Hawaiian myth holds that when the Big Island was being created, Pele and her lover, Kamapuaa (the pig god), quarreled, and in the split they divided the island. The pig god took the rainier windward side, while Pele got hot and dry Kona, on the west coast. But the fact that Mauna Loa and Kilauea are still active is evidence that Pele hasn't gotten over the breakup. Fortunately, she can be bribed.

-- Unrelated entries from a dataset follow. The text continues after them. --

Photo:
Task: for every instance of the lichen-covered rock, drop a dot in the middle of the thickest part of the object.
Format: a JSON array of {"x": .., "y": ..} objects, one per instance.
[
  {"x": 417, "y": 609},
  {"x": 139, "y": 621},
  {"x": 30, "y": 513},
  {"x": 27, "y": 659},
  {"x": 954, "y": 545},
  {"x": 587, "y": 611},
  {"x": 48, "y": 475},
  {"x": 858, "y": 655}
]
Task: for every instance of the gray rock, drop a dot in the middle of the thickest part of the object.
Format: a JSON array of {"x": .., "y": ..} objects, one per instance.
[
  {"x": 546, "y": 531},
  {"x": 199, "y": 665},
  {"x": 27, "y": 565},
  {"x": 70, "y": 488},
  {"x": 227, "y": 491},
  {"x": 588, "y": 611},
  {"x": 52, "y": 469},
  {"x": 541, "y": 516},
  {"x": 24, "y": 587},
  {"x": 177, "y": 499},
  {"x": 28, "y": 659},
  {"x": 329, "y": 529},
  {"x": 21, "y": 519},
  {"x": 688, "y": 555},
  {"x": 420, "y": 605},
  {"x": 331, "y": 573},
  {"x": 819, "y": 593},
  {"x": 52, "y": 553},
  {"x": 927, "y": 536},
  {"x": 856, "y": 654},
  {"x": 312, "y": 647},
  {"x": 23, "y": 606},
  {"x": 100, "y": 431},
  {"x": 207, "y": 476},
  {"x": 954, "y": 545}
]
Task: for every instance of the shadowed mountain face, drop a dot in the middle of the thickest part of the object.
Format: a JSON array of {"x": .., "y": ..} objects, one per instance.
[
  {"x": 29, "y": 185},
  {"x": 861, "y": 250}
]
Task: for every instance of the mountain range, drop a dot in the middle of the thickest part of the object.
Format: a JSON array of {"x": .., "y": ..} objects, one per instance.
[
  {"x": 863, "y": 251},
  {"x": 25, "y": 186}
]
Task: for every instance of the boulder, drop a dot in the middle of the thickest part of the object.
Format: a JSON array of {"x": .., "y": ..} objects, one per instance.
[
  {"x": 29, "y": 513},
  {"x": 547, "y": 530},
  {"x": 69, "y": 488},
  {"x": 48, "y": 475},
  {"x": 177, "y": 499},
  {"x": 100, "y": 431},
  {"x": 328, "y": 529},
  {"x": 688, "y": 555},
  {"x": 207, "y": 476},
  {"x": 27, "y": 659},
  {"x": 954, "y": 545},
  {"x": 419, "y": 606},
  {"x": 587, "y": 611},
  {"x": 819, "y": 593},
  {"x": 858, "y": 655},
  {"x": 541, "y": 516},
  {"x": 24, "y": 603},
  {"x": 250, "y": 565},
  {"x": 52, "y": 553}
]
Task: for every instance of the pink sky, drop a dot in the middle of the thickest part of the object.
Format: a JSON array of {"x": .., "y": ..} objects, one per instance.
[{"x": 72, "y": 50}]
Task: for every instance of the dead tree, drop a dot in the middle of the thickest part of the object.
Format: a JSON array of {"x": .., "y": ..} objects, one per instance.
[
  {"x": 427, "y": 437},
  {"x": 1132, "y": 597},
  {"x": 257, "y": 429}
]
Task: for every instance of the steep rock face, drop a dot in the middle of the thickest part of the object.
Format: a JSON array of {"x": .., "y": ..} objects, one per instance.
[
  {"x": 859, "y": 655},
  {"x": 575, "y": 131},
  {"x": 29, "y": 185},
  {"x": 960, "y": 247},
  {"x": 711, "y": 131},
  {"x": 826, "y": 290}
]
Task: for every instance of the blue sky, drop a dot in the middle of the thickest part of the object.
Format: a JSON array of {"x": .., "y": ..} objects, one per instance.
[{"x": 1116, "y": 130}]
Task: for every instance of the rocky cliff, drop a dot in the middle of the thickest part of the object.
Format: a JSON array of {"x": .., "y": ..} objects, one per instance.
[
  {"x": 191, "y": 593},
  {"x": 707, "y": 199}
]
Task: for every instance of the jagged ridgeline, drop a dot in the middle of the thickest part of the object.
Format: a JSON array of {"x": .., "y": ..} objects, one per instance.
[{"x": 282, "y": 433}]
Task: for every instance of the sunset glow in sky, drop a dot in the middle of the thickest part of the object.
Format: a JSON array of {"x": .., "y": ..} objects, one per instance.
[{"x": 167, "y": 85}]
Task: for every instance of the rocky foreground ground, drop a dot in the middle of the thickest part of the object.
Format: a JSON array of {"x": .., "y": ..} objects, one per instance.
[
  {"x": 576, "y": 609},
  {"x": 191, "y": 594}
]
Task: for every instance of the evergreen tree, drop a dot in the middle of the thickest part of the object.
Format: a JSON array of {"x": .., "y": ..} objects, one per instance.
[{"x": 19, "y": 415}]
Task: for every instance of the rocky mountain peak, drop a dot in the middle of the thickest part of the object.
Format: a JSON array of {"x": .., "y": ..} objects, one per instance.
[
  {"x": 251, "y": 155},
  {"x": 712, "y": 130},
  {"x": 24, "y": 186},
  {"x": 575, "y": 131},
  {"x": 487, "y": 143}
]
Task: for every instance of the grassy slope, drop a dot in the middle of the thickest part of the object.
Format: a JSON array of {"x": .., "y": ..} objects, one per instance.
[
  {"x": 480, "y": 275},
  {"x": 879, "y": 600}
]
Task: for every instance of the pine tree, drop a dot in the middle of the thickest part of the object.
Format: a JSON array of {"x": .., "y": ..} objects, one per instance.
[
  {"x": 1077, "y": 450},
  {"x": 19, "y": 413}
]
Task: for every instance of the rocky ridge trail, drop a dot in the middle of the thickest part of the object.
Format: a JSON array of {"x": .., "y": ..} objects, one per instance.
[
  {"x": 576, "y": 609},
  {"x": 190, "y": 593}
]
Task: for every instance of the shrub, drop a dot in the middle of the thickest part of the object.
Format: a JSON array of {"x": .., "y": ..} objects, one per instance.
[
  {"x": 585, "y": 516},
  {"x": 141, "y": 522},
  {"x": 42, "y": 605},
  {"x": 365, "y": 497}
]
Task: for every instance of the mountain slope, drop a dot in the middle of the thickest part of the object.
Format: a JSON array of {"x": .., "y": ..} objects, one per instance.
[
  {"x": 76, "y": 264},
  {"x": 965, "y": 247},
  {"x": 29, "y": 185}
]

Gifts of leis or bottles of booze are offered at Halemaumau, and locals around Puna will tell you in all earnestness that if you see an old lady hitchhiking near a volcano, give her a lift: She could be Pele in disguise.

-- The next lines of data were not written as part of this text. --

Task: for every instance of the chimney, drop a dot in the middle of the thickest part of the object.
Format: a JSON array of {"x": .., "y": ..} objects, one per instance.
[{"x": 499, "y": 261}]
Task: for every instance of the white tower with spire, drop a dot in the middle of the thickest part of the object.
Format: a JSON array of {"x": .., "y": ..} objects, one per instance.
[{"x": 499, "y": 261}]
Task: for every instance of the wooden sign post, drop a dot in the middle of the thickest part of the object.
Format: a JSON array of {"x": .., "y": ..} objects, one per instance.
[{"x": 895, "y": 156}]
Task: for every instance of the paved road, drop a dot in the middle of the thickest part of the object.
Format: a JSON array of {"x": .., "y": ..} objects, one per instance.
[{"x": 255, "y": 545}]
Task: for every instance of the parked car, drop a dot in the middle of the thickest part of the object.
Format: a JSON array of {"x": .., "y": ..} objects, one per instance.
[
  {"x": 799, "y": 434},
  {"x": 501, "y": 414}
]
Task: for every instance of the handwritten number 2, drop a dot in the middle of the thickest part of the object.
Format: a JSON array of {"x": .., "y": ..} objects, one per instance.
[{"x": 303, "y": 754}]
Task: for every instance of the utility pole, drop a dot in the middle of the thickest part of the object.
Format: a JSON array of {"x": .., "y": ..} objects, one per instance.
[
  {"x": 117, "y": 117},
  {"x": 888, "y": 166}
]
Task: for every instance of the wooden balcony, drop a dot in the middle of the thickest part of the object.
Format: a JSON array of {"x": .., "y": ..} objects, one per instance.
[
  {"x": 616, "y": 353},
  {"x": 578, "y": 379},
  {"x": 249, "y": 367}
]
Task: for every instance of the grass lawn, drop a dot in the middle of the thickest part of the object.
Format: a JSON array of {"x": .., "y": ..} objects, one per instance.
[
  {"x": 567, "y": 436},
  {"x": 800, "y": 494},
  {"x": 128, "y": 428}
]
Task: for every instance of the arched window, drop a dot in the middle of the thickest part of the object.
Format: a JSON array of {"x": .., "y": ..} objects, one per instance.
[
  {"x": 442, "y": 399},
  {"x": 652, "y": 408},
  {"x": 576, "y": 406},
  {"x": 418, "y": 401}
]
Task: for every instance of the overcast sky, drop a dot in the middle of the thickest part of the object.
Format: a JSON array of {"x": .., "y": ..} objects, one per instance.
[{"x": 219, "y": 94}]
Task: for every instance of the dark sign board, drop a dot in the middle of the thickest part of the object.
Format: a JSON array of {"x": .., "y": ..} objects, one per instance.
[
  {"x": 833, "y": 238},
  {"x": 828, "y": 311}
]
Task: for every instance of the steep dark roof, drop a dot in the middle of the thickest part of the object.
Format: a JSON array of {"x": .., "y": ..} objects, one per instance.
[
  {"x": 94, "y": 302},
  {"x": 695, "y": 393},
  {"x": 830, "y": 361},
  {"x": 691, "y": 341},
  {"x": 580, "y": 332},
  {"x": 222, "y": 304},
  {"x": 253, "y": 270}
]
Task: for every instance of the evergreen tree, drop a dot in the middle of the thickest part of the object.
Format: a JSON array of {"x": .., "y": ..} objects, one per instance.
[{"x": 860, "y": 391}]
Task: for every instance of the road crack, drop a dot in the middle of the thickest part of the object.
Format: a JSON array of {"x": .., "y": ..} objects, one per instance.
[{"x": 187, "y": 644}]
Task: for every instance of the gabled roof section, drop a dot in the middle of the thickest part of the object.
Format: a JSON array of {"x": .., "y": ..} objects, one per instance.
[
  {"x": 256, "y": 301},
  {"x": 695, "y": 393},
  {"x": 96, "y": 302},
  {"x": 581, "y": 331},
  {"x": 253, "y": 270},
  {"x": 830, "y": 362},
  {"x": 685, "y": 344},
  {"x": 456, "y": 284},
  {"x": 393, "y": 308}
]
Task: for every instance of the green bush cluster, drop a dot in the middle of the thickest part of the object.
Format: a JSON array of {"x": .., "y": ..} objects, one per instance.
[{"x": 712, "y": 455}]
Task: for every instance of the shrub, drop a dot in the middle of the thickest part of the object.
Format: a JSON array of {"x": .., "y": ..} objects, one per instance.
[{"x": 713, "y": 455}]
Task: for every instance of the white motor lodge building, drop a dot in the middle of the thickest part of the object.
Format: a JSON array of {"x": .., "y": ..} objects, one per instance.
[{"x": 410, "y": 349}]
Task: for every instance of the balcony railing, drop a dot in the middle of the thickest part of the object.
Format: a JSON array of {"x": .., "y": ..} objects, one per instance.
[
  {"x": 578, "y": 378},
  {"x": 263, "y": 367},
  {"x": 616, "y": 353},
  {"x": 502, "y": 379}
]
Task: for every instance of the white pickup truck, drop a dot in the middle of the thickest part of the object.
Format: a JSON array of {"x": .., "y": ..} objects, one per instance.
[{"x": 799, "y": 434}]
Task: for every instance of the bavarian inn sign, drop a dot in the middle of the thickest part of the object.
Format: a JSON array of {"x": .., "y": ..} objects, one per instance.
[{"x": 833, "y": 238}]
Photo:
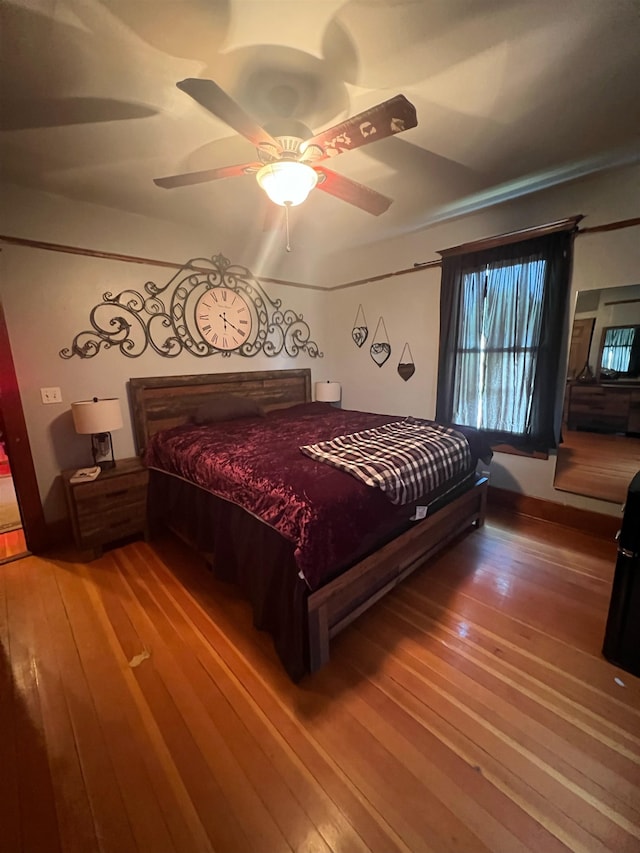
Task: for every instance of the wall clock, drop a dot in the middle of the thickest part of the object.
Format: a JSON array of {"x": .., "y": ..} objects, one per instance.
[
  {"x": 209, "y": 307},
  {"x": 223, "y": 318}
]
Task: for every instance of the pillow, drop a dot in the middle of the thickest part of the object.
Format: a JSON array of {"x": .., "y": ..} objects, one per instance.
[{"x": 227, "y": 407}]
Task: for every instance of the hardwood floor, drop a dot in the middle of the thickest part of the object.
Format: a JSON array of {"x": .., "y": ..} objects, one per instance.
[
  {"x": 12, "y": 545},
  {"x": 470, "y": 710},
  {"x": 597, "y": 465}
]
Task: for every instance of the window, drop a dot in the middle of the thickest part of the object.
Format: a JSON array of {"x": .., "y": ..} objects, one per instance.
[
  {"x": 616, "y": 352},
  {"x": 502, "y": 337}
]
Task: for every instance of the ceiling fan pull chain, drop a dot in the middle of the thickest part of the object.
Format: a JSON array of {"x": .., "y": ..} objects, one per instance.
[{"x": 286, "y": 219}]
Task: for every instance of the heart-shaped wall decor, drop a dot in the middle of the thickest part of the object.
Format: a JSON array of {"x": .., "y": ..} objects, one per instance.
[
  {"x": 406, "y": 370},
  {"x": 380, "y": 352},
  {"x": 360, "y": 334}
]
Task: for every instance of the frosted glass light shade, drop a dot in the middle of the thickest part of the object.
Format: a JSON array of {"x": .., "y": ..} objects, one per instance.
[
  {"x": 287, "y": 182},
  {"x": 328, "y": 392},
  {"x": 96, "y": 416}
]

While there are plenty of mana-free things to do on the Big Island—snorkeling and scuba diving in Kealakekua Bay, on the Kona coast; swimming with manta rays; sportfishing for marlin, swordfish, and tuna; whale watching off Kona; mountain-biking the upcountry ranch land outside of Waimea—I always find myself drawn to those places that connect the old Hawaii with the new.

Which brings me back to my dilemma on the aa path near the Kilauea flow. To show proper obeisance when encountering Night Marchers, it is customary to remove all clothes and lie facedown until they pass. Before I could oblige, however, they emerged from the mist: five Japanese teenagers in matching rock-tour T-shirts, armed with flashlights. Seeing my shocked expression, they giggled nervously and moved on. A few minutes later, I stumbled on the sharp rock and gashed my leg. As I limped in the dark, back to where I'd left my car, I began to wonder if those Japanese kids weren't Night Marchers in disguise who'd cursed me for not showing the proper respect.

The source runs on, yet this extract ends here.